In Defense of Anagorism

political economy in the non-market, non-state sector

Information doesn’t want to be free, but maybe sometimes it wants to be cheap

On the previous blog I installed the free-as-in-beer version of the ClustrMaps gadget. They recently enhanced the quality of the data provided to the users of the free version of the product. Before, the “Current Country Totals” table listed the countries from which the site had been visited, and the number of hits for each country. Now, each countries count is expandable, and tallied by state or province for the United States and Canada, and city for the rest of the countries. The table itself (and the red dots on the map) still only reflect visits prior to the most recent update. One doesn’t get an update unless/until the total hit count is 5% (if I’m not mistaken) above what it was at the previous update, until it tops 1,000, and then it’s 10%. Another added feature is that the ten most recent hits are listed by city/state/province and country just below the map, and represented by yellow dots on the map. I suppose at this point someone could do an end run around the update policy by writing a screen scraper to look at the “yellow dot” entries at periodic intervals. Of course universities, who have a long tradition of operating their own physical servers, routinely dump far higher resolution server stats directly into the public domain. Ownership has its privileges, as they say—as does “server side netizenship.”

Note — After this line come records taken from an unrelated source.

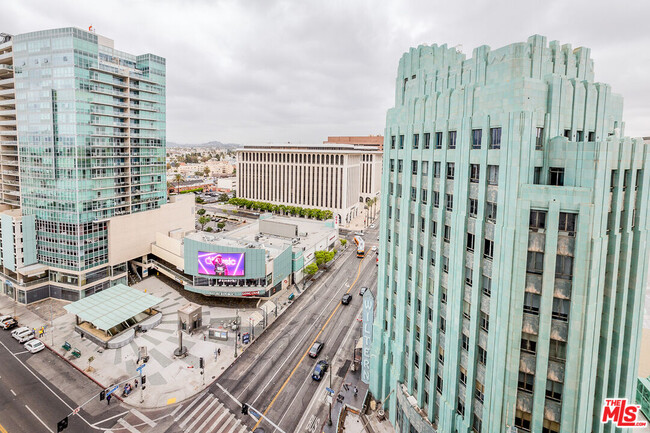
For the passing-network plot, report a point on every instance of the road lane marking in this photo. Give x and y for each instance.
(307, 351)
(128, 426)
(143, 417)
(36, 416)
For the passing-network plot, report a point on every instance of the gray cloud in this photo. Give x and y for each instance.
(261, 71)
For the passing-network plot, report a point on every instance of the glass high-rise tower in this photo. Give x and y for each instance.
(514, 232)
(88, 145)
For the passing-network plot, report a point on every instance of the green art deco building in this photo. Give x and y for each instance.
(514, 239)
(82, 138)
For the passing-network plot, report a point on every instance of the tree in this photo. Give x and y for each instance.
(203, 220)
(311, 269)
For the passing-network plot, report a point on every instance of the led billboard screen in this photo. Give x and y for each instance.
(221, 264)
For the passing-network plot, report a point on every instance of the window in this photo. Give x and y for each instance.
(482, 356)
(474, 170)
(567, 223)
(436, 170)
(488, 249)
(495, 138)
(523, 420)
(467, 310)
(477, 134)
(450, 170)
(465, 342)
(556, 176)
(539, 139)
(531, 303)
(486, 285)
(561, 309)
(493, 174)
(473, 207)
(470, 241)
(528, 343)
(447, 233)
(535, 262)
(557, 350)
(554, 390)
(438, 140)
(491, 211)
(485, 321)
(537, 220)
(469, 276)
(479, 391)
(526, 382)
(452, 140)
(564, 267)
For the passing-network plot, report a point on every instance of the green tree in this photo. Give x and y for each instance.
(203, 220)
(311, 269)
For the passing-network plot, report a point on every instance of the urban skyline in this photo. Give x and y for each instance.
(248, 85)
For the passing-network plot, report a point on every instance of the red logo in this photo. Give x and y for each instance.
(622, 414)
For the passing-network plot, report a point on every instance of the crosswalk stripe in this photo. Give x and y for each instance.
(214, 413)
(128, 426)
(195, 411)
(214, 425)
(196, 400)
(198, 418)
(143, 417)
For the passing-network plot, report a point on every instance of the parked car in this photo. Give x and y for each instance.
(9, 324)
(315, 349)
(34, 346)
(319, 370)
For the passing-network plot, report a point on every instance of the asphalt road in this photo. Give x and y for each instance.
(29, 402)
(274, 375)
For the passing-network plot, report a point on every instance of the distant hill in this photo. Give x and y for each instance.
(216, 144)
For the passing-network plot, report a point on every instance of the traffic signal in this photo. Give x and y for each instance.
(62, 425)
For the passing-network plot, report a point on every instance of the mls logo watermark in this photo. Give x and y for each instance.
(622, 414)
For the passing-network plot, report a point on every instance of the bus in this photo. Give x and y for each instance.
(361, 248)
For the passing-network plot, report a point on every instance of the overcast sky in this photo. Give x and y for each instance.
(259, 71)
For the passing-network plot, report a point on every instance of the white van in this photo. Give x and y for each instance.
(25, 336)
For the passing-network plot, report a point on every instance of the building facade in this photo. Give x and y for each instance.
(513, 225)
(335, 177)
(82, 138)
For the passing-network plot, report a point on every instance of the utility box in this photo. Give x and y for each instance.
(190, 317)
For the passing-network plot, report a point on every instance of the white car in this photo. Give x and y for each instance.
(34, 346)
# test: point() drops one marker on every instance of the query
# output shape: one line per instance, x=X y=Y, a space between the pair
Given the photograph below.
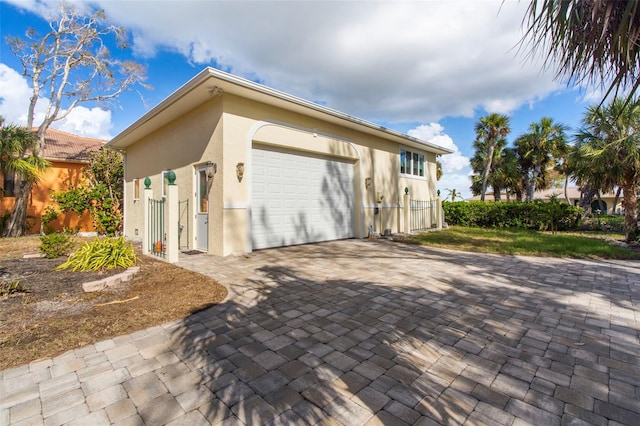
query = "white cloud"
x=15 y=93
x=434 y=133
x=391 y=61
x=90 y=122
x=14 y=96
x=455 y=167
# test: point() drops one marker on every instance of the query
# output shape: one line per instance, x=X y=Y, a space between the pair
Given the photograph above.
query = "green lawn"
x=526 y=242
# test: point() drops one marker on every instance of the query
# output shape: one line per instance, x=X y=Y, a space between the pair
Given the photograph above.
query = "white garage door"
x=299 y=199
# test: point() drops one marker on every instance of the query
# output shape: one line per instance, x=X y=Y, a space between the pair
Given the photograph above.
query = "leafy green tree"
x=587 y=41
x=539 y=150
x=101 y=192
x=491 y=131
x=68 y=66
x=453 y=195
x=608 y=154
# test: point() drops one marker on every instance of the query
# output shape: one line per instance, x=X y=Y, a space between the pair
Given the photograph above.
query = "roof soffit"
x=210 y=83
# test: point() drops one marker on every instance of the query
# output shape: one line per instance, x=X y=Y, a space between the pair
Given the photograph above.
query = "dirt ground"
x=56 y=315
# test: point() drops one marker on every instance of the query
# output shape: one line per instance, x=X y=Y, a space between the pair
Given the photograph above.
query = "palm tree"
x=507 y=174
x=587 y=41
x=17 y=156
x=539 y=149
x=491 y=131
x=610 y=141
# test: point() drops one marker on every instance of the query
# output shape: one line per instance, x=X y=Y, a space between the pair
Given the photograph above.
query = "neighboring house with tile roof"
x=68 y=154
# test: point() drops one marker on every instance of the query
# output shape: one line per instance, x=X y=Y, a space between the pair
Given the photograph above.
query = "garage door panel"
x=316 y=205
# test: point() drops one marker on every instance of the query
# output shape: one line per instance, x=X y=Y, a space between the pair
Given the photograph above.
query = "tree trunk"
x=600 y=203
x=531 y=182
x=615 y=200
x=497 y=196
x=586 y=198
x=17 y=222
x=630 y=200
x=485 y=173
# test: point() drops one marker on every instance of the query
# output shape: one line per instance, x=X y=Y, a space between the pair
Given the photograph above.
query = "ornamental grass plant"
x=101 y=254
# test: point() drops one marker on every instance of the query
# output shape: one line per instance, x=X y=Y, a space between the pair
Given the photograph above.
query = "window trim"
x=414 y=164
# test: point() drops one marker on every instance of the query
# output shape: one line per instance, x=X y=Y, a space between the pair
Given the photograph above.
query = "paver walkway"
x=364 y=332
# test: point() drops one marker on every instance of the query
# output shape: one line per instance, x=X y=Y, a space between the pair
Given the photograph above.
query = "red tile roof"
x=61 y=145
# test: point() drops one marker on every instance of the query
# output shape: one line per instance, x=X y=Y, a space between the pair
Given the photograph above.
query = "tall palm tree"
x=507 y=174
x=491 y=131
x=610 y=141
x=587 y=41
x=17 y=156
x=539 y=149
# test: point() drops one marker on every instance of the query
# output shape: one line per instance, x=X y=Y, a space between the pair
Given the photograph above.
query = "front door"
x=202 y=210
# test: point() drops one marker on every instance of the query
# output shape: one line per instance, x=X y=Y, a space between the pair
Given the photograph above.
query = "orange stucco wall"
x=60 y=175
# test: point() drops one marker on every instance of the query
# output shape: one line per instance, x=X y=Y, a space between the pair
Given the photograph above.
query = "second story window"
x=412 y=163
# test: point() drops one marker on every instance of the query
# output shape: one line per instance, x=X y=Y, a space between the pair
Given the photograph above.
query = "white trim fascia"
x=383 y=206
x=231 y=206
x=225 y=79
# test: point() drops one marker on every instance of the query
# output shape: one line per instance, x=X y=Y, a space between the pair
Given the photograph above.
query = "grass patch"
x=517 y=241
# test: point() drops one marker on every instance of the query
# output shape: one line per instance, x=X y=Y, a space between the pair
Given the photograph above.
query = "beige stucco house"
x=261 y=168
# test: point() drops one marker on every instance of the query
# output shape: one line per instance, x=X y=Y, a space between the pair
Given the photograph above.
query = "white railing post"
x=173 y=220
x=146 y=196
x=407 y=212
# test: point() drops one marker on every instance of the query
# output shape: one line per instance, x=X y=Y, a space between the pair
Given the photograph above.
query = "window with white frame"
x=412 y=163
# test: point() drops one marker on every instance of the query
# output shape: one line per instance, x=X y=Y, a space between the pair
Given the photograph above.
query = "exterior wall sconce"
x=212 y=169
x=240 y=171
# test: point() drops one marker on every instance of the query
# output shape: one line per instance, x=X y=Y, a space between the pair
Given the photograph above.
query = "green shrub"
x=551 y=215
x=102 y=253
x=56 y=245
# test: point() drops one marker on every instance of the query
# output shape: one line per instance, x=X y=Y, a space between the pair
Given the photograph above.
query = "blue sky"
x=426 y=68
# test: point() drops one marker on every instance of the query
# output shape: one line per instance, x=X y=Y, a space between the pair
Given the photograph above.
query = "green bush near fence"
x=552 y=215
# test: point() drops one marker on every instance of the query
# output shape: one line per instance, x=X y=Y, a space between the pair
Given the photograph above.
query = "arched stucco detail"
x=253 y=131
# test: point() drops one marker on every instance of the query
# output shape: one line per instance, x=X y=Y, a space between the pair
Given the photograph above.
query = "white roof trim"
x=229 y=83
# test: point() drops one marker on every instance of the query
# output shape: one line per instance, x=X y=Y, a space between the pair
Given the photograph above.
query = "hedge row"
x=550 y=215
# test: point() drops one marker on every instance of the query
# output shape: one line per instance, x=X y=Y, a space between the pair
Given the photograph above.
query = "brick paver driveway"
x=361 y=332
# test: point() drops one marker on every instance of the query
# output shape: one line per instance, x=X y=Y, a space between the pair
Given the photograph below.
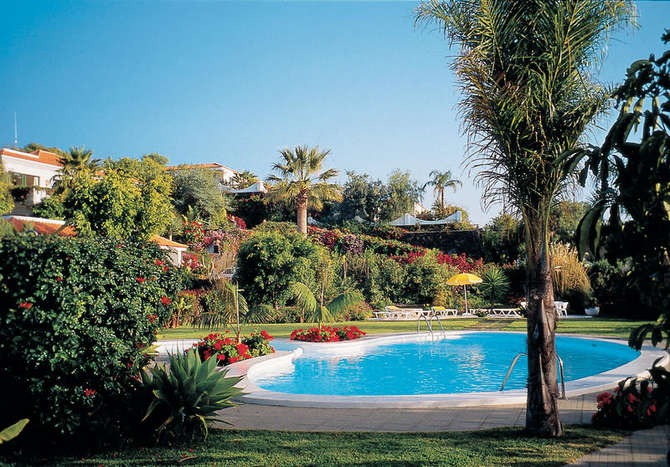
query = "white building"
x=224 y=174
x=34 y=170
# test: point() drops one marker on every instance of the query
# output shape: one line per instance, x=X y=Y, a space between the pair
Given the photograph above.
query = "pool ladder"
x=430 y=326
x=516 y=359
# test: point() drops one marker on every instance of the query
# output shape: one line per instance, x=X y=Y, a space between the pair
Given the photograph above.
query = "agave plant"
x=495 y=285
x=187 y=395
x=316 y=311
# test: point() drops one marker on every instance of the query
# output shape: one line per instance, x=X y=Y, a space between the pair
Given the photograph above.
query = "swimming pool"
x=463 y=368
x=475 y=362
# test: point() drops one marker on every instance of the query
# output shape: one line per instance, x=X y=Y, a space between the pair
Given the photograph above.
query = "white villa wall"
x=45 y=172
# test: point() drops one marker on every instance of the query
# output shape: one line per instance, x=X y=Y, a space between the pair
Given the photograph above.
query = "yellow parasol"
x=465 y=279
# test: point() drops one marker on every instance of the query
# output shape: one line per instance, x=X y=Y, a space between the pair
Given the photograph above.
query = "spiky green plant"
x=187 y=393
x=440 y=181
x=495 y=285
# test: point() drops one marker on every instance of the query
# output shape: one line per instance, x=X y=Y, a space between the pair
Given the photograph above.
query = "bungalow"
x=44 y=226
x=34 y=171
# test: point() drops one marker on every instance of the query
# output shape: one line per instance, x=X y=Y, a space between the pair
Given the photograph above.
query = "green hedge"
x=267 y=262
x=76 y=314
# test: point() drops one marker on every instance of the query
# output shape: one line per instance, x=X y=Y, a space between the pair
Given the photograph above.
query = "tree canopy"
x=528 y=95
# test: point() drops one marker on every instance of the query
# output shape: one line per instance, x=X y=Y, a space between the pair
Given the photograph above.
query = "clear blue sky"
x=234 y=81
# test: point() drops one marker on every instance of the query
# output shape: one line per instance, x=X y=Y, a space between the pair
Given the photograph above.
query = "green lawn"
x=504 y=446
x=596 y=326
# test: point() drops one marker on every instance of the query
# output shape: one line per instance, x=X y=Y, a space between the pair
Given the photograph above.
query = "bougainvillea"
x=76 y=316
x=327 y=334
x=461 y=262
x=227 y=350
x=633 y=404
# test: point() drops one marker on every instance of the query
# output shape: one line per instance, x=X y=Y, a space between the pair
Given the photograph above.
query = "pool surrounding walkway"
x=644 y=447
x=267 y=417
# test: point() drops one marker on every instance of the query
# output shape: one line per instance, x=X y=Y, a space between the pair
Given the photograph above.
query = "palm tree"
x=440 y=181
x=78 y=161
x=303 y=181
x=524 y=70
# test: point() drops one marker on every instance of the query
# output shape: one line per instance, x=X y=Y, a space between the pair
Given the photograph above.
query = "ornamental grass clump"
x=227 y=350
x=327 y=334
x=77 y=316
x=640 y=402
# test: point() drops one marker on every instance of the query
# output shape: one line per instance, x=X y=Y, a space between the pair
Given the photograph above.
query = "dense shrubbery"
x=636 y=402
x=76 y=316
x=327 y=334
x=344 y=243
x=268 y=262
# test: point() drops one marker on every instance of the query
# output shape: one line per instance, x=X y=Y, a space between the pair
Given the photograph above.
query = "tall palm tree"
x=528 y=96
x=441 y=181
x=78 y=161
x=303 y=181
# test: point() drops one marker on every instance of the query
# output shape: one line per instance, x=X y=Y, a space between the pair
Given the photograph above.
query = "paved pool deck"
x=642 y=448
x=269 y=417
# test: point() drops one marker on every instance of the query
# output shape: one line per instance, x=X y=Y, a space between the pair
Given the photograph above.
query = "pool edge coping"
x=255 y=395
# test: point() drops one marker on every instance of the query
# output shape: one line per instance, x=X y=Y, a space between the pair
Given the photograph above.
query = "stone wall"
x=449 y=241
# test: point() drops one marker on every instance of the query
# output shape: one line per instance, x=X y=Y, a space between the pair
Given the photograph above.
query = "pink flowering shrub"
x=327 y=334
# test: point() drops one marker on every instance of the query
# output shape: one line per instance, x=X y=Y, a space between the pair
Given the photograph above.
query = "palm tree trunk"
x=542 y=400
x=301 y=202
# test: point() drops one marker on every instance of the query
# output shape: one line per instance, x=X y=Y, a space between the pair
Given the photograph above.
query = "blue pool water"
x=469 y=363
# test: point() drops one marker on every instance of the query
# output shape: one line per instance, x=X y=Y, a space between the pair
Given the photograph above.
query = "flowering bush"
x=327 y=334
x=190 y=261
x=360 y=312
x=76 y=315
x=337 y=241
x=227 y=350
x=635 y=403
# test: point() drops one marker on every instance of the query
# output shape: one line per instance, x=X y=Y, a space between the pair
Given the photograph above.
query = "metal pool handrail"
x=516 y=359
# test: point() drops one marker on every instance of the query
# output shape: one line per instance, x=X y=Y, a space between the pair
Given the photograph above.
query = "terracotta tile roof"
x=211 y=165
x=51 y=226
x=45 y=157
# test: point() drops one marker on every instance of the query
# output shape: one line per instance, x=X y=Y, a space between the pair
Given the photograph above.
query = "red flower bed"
x=227 y=350
x=461 y=262
x=327 y=334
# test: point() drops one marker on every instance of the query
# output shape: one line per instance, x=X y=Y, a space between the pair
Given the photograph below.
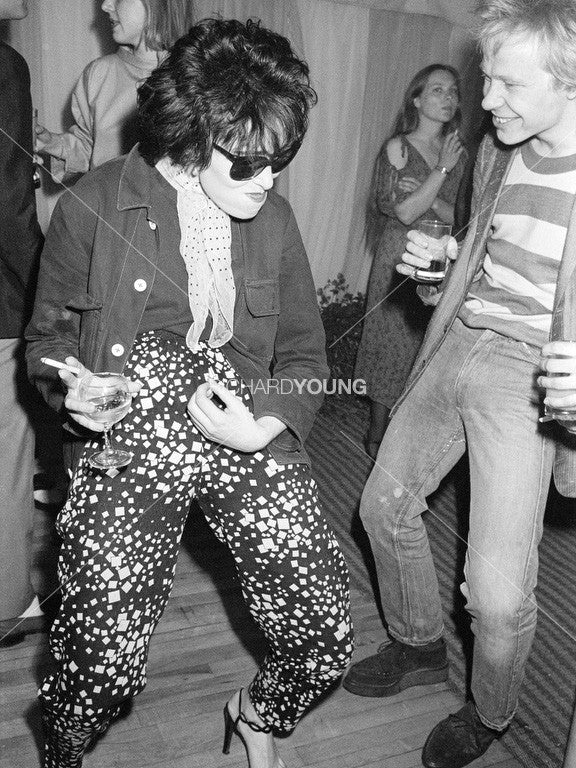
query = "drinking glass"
x=438 y=233
x=111 y=395
x=558 y=413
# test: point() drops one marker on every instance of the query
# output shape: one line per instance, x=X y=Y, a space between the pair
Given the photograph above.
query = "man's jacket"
x=490 y=172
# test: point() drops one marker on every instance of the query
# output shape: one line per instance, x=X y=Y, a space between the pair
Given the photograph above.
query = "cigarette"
x=57 y=364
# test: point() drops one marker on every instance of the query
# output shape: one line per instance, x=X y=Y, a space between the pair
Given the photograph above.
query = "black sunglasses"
x=247 y=166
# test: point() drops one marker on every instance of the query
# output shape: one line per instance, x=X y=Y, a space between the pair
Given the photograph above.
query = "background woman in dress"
x=417 y=176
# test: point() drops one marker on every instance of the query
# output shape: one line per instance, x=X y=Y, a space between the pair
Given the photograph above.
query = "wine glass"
x=111 y=395
x=438 y=233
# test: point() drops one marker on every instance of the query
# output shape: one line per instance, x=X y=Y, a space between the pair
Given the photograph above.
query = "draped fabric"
x=362 y=54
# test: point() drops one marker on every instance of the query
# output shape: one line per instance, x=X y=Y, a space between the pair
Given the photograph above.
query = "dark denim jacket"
x=104 y=246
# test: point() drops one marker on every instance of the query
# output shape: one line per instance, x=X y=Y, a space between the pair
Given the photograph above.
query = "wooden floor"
x=205 y=648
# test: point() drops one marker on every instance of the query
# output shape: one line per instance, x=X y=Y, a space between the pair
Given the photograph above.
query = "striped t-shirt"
x=513 y=293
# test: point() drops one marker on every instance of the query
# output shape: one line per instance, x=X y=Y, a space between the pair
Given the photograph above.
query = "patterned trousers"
x=120 y=538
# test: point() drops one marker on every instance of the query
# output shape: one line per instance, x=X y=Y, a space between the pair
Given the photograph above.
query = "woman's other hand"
x=451 y=150
x=233 y=425
x=43 y=139
x=408 y=184
x=417 y=256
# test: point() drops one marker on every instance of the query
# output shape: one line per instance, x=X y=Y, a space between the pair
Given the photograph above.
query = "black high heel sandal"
x=231 y=725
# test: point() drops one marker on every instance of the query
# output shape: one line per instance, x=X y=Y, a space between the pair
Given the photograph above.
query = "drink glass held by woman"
x=418 y=172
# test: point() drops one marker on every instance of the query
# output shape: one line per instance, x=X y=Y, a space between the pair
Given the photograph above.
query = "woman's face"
x=240 y=199
x=439 y=98
x=128 y=18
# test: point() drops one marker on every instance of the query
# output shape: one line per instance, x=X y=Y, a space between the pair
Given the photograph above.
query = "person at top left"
x=20 y=244
x=104 y=98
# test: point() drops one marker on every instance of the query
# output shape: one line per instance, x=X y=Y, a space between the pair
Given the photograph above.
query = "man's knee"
x=382 y=500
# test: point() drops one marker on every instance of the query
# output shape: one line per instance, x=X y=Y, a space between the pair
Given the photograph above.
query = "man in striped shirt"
x=474 y=388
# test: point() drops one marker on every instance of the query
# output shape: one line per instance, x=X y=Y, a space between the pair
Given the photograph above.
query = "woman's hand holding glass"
x=559 y=380
x=232 y=425
x=418 y=254
x=77 y=406
x=98 y=401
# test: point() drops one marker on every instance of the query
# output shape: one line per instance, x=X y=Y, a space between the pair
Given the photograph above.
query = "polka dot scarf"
x=205 y=247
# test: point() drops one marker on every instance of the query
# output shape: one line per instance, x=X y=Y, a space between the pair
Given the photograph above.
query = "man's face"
x=13 y=9
x=525 y=100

At first glance, this appears to be an example of free enterprise, or making an enterprise of what used to be free. During the mid-1990’s migration of the Internet from the .edu domains to the .com domains, finger and talk were replaced by instant messaging, IRC was replaced by chat rooms, USENET by message boards, blogs and eventually social network-type websites. All the relevant technology was in place before the commercialization of the Internet. Apparently what was needed to take it to the next level was the necessity of hanging a business model on it. So today, I still check my email, still check what people are posting online, still live chat once in a blue moon, only now I’m using 200 times as much bandwidth, 3,000 times as much memory and 400 times the clock speed.